Quelles sont les spécificités de chacune des trois générations de danseurs présentées lors de J-Dance ?
 
Je suis très heureuse que la danse contemporaine japonaise soit présentée à Paris avec des danseurs d’âges si différents. Il ne faudrait pas croire pour autant que chaque génération possède ses caractéristiques propres. Néanmoins, Umeda et Kuroda, les deux plus jeunes, appartiennent à une génération sans liens avec le butô. Il leur semble naturel de mêler la danse à d’autres formes telles que la vidéo, les arts plastiques, la « club culture », etc. Ils dansent sans s’enfermer dans un style particulier. Par contre, les quatre autres ont plus ou moins grande conscience de la génération précédente, en danse moderne ou en butô. Akira Kasai, Setsuko Yamada et Kôta Yamazaki, soit trois des six danseurs présentés, sont issus du butô. Yamada et Yamazaki l’ont même étudié à l’école de Kasai. Quant à Naoko Shirawa, elle vient du milieu de la danse contemporaine japonaise des années 80. Elle possède une technique parfaite et une incroyable force d’expression corporelle.

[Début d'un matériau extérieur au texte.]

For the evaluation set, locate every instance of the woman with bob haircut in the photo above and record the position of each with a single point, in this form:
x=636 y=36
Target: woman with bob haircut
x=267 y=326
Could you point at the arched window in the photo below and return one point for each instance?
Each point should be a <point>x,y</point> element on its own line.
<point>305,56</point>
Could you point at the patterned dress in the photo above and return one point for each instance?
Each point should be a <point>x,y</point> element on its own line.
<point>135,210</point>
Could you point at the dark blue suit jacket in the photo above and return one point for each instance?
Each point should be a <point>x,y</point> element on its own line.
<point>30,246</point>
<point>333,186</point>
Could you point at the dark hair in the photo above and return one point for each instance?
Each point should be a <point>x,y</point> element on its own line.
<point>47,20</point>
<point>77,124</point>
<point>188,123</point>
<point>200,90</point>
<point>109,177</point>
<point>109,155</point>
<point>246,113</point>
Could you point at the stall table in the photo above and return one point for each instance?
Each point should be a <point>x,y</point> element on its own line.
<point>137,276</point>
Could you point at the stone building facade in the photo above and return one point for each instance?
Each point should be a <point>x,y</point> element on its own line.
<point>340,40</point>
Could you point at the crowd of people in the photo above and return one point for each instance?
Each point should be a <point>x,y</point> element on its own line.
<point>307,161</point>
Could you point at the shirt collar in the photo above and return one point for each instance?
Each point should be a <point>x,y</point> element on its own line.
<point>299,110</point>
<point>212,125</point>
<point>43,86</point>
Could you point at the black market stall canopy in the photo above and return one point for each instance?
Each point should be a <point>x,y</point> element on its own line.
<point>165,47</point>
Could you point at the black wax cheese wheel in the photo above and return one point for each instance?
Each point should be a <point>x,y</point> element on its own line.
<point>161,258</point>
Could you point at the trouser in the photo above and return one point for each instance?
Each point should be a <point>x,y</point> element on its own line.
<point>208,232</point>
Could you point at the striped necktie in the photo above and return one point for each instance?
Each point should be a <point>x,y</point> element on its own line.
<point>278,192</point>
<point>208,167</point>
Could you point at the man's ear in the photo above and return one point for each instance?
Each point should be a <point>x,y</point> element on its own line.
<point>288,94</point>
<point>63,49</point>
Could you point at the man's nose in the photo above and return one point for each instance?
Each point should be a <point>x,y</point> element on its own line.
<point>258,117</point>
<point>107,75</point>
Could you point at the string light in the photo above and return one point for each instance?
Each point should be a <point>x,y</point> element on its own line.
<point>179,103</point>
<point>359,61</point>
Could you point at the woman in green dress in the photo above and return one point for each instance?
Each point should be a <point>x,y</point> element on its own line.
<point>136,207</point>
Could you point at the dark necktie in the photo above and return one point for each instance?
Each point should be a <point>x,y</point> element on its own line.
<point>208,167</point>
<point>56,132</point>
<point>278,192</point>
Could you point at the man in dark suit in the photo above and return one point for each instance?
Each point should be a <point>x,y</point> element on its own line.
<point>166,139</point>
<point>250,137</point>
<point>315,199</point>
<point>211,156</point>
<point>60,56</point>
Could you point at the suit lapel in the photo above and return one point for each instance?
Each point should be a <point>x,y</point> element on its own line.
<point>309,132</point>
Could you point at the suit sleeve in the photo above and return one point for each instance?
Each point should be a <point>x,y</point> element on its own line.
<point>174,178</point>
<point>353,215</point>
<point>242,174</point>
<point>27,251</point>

« Je suis très heureuse que la danse japonaise soit présentée avec des danseurs d’âges si différents. »
 
 
Les chorégraphes japonais des années 2000 ont-ils dû faire table rase et rejeter leur héritage, comme par exemple les danseurs français des années 80 ?
 
Eux aussi se demandent souvent comment gérer l’héritage de traditions telles que le kabuki, le nô et le kyôgen. Mais de nos jours, une majorité écrasante des Japonais n’a pratiquement plus aucun contact avec ces formes classiques. Par conséquent, on ne se réfère jamais volontairement à elles lors de la création de chorégraphies contemporaines. Mais il est indéniable que la gestuelle de certaines pièces actuelles trouve son origine dans les techniques propres aux formes traditionnelles. De plus, depuis quelques années, on a tendance à porter un nouveau regard sur la post modern dance américaine. Les danseurs japonais d’aujourd’hui veulent trouver leur place, leur identité, en considérant d’un œil critique cet héritage qu’ils ne rejettent donc pas.
 
La forme du solo a-t-elle une valeur particulière dans la danse japonaise ? De plus, les hommes et les femmes sont présentés ici séparément…
 
Dans le nô et le kabuki, le solo sert à mettre en valeur l’acteur principal, à le montrer dans toute sa splendeur. Dans la danse contemporaine, le solo permet au public de concentrer son attention sur un seul danseur, et ainsi de mieux comprendre ce qu’il ressent, ce qui se passe en lui. Dans les petites salles de Tôkyô, une véritable communication peut s’établir entre le danseur et son public. Dans la danse contemporaine japonaise, les hommes et les femmes ne s’expriment pas de manière très différente. J’ai même l’impression qu’on recherche des corps androgynes, asexués, qui ne font aucunement allusion aux relations homme-femme.
 
 Propos recueillis par Nathalie Yokel


 Du butô à J-Dance, rupture / continuité, conférence de Kazuko Kuniyoshi, le 1er décembre à 17h. Entrée libre sur réservation.